Apple revoked a certificate that allowed the software to be installed on Macs, according to Reuters, and Transmission removed the download link from its website on March 5, Palo Alto Networks said.


The ransomware, named KeRanger, would “sleep” for three days after being downloaded before encrypting the victim’s files, Mr. Olson said.


Such attacks have had destructive effects, largely because they often work. In February, a hospital in Los Angeles paid hackers $17,000 in Bitcoin after its computer system was down for over a week.


Computers running Windows are often infected when users click a malicious link in an email or one hidden in an advertisement.

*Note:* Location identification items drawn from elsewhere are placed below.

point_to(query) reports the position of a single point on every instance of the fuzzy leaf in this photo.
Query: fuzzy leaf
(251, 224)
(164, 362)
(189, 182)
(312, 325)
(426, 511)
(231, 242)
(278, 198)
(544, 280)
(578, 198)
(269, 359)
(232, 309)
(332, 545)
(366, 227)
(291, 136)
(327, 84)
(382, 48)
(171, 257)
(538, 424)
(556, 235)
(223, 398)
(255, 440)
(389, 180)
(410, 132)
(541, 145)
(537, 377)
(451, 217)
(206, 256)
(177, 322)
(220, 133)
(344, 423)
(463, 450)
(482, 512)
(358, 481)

Once their machines are infected, users often have no choice but to meet the hackers’ demands.


Mac users have historically enjoyed more security from malicious applications, Mr. Olson said. “Apple has a lot of gates in the way to prevent that from being successful,” he said.


While Apple and Transmission responded quickly to limit the damage, the episode illustrates the value of backing up important files, Mr. Olson said. The effect of ransomware is much like a laptop falling into the river — the damage can be limited if your important files exist somewhere else, he said.